We started off with Brahmagupta’s formula for a cyclic quadrilateral, but ultimately we are interested in general shapes. The point from a foundational point of view is that all the really good formulas are naturally in terms of quadrances, not distances, so they hold algebraically in considerably wider generality.
Dear mr Wildberger,
When I was a student some of my teachers loved me, and some of them could skin me alive, because I always questioned them and hit the nail on the head where it hurts the most. I hope that you will not skin me alive when I point out a “mistake” in your reasoning. (With all due respect of course, maybe the word mistake is to harsh, but as a pure scientist we should be hurt by a true statement…).
Lets go for example to the point in MF131 where you want to claim that you can not prove Ptolemy’s theorem by calculating √(4/5) x √(882/221) + √(162/65) x √(4/17) =? √(144/85) x √(50/13) to prove that ab + cd =? pq. I can perfectly do that without taking any square root of infinite complexity: try it yourself please: the numbers all cancel out before taking a square root and you will end up with the perfectly doable: check if √49 + √9 =? 10.. Yes: 7 + 3 = 10!!!! so.. since you are urging us to carefully go through each step.. and I do… therefor I can tell you this.
So I would like to suggest a revising in the direction you are going:
Lets not avoid the existence of square roots. They do exist, only we can not determine their exact value, in other words, the root exist, but their exact decimal value does not exist!!
We can indeed not exactly determine the length of a line segment in a plane, yes, true, but we can still work with it because we can perform exact operations on them so that the result is rational again, and therefor exact..

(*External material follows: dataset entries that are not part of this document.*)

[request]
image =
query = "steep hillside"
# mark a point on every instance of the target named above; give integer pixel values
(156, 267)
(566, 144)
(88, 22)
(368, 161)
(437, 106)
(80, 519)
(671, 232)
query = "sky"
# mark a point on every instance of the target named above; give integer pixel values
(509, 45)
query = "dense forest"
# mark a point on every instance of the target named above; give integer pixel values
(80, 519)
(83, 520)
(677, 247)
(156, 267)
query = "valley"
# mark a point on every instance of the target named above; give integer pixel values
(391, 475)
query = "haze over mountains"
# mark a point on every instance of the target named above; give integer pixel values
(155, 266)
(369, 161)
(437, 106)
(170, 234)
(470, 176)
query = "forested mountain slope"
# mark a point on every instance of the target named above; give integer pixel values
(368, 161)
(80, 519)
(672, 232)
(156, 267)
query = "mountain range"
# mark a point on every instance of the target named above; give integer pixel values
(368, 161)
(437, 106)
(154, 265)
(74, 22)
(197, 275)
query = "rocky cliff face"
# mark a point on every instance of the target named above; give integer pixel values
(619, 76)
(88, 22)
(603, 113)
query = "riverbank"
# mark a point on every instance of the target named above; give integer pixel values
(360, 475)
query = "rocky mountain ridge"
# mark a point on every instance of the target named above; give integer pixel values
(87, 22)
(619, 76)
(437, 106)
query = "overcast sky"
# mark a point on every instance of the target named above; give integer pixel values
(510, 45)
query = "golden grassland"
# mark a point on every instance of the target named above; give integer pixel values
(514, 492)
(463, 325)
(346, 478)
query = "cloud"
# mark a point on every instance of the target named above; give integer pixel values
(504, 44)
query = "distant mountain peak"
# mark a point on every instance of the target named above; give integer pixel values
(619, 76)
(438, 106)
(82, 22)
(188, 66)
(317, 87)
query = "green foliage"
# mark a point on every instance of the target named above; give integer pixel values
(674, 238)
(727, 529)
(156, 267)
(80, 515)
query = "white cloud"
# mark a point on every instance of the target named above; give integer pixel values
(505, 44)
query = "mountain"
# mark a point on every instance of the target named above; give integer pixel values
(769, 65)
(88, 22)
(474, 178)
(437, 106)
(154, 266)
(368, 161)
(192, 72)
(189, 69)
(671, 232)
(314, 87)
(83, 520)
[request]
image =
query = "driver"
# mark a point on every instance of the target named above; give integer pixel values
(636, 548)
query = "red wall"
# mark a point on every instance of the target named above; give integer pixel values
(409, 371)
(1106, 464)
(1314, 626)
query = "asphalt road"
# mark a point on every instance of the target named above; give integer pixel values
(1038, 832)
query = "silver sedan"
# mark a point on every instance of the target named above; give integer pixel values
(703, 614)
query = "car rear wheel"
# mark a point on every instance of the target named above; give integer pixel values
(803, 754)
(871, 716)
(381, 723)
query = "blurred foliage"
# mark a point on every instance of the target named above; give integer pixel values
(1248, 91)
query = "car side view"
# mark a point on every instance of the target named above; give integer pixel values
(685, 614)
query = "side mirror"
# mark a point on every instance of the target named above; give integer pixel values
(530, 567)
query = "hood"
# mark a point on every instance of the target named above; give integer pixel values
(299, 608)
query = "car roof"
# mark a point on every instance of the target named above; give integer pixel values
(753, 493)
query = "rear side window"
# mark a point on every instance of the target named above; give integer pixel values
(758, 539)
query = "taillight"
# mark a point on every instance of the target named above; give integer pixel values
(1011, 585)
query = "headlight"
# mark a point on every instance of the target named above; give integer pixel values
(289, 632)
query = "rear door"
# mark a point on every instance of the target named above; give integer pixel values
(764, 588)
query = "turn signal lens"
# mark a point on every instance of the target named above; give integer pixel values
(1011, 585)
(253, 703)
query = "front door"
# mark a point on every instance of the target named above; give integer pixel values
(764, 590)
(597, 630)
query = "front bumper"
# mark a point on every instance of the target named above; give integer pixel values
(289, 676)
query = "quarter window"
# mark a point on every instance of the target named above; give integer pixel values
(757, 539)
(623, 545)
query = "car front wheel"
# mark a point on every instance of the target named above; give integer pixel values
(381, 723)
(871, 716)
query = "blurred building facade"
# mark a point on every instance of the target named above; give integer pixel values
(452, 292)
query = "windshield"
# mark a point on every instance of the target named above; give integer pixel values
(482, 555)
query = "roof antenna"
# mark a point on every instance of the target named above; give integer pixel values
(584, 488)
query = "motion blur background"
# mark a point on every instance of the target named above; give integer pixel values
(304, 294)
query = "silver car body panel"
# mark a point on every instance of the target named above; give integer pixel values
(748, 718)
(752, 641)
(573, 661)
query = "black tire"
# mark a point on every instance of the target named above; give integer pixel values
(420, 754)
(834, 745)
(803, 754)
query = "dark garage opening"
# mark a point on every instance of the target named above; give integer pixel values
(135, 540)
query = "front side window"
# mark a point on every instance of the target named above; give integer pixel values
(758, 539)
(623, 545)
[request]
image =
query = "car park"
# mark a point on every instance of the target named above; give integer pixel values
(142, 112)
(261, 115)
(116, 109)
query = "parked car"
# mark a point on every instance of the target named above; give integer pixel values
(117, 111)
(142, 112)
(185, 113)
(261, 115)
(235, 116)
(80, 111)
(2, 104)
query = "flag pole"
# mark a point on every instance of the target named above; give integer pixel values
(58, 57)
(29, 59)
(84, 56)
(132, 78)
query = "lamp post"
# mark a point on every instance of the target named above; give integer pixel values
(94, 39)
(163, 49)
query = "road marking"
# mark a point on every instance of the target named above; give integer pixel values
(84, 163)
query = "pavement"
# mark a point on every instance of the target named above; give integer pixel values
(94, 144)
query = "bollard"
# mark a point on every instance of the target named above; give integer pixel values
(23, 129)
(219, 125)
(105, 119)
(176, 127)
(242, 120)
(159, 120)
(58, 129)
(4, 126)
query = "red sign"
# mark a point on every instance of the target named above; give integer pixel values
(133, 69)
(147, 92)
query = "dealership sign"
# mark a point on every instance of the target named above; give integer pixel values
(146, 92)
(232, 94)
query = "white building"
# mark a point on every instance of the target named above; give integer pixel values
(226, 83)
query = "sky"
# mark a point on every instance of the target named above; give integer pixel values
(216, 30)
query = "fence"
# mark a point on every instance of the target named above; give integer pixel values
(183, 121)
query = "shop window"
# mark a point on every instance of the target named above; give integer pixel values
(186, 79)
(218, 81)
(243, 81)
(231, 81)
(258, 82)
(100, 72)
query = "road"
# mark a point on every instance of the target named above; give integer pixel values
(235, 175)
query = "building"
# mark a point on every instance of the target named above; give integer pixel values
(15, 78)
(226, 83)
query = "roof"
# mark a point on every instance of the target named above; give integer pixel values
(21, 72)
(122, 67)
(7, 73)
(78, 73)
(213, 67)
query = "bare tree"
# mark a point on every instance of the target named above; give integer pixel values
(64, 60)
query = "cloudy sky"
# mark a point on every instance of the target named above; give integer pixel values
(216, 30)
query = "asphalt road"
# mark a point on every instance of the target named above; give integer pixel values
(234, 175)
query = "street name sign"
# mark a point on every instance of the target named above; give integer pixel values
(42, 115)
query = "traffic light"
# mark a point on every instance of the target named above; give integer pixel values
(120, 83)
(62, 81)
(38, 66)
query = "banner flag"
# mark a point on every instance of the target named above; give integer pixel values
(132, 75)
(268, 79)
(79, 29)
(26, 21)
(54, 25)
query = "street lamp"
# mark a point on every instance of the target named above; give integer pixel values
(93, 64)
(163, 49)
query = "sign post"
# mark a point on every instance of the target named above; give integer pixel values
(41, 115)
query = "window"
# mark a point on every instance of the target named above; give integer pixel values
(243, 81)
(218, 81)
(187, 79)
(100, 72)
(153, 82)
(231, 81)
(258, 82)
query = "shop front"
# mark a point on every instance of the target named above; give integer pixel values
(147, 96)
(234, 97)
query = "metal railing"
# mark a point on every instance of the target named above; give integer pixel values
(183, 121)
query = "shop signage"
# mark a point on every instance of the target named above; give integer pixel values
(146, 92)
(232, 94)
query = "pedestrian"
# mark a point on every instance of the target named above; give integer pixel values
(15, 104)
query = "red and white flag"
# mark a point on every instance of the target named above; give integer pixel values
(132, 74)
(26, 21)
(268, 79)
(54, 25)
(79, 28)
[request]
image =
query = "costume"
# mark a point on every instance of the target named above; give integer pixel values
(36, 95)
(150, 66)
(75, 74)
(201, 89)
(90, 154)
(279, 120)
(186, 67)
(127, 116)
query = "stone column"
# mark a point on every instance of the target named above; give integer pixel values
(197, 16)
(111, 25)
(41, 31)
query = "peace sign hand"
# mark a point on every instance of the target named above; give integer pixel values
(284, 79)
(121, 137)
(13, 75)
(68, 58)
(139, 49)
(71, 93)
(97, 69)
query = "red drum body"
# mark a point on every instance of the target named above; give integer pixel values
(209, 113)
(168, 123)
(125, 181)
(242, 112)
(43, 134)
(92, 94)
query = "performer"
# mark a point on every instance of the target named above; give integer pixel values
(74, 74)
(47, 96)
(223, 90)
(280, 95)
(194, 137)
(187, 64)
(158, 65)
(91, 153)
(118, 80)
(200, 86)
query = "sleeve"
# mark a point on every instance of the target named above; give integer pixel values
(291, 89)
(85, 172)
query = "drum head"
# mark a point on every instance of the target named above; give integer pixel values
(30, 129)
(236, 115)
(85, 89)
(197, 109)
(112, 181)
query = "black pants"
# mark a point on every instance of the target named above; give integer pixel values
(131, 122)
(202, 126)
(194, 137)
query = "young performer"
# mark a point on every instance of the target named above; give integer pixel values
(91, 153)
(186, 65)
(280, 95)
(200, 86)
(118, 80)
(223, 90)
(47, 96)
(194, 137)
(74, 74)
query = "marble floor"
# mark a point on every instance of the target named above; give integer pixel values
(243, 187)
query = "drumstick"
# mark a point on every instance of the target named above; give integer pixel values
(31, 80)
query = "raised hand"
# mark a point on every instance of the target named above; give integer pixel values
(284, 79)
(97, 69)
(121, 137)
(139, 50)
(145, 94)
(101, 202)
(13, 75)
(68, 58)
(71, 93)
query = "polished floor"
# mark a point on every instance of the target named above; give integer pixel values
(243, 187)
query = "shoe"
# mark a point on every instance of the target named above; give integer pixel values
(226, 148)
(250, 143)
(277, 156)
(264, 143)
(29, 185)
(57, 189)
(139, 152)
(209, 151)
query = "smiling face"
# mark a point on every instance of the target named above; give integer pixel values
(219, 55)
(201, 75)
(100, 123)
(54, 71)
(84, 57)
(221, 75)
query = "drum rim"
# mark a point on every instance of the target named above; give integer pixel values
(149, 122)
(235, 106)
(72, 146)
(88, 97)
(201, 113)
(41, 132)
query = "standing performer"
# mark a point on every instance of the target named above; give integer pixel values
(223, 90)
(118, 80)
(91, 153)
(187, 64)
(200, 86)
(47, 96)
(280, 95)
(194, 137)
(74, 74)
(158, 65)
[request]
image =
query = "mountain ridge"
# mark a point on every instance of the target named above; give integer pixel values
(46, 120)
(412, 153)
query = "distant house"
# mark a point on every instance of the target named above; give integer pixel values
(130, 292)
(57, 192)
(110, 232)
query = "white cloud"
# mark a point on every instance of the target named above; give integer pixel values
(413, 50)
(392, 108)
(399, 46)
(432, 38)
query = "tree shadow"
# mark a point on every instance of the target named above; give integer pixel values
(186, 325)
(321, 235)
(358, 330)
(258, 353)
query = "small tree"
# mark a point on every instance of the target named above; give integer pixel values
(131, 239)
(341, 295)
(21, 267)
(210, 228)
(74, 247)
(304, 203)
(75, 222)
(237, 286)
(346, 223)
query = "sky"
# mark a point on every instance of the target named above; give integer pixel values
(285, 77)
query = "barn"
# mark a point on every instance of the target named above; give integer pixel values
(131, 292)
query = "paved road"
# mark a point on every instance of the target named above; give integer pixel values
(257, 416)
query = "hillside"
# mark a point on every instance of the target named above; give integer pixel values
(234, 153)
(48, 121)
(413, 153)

Another thought is that as you also said yourself a line and a circle that intersect don’t have necessarily common point, because only rational points exist…., that implies that the lines are not continues, but “quantized”. The level of quantization would be infinite so maybe infinity is unavoidable unfortunately.., so. The fact that we can not exactly give the value of the coordinates in a decimal cipher system due to infinite row of decimals, is more due to our cipher system than the question whether the two meet. There meeting point could be described by equations.
So again, yes let us be precise and exact and logical. But we don’t need to avoid things that exist, we just need to learn how to work with them in an exact way.
Kind Regards,
Martijn.
Here is a thought about an idea that has been discussed in your lectures.
First three Euclidean axioms:
1 : you can draw a straight line from any point to any other point.
2: you can extend a finite straight line continuously in a straight line.
3: a circle (in the plane) is all the points that are at a given distance from a given point (center).
So it already follows that straight lines are continuous and circles are not!
The statement of Mr. Wildberger that a unit circle and a line y=x do not meet at point [1/√2,1/√2], since this is no rational point, is therefor true since the circle has no valid point there, and does not even exist there!
But this also implies that if the circle is not continuous, then its curve is not “infinitely smooth” and therefor the area enclosed by the circle is at the edges purely bound by rational coordinates that according to Euclid connect with straight continuous finite lines.
That means that the enclosed area of a circle is a rational value and not a “irrational” value through π. Of course we have to go very deep here, but it is an essential point.
And it also means that the line y=x does pass through [1/√2,1/√2], since it is continuous. We simply cant call it a point, … we cant stop there …, since there is no point there. So lines fill in the “gaps” jumping instantly between two adjacent rational points.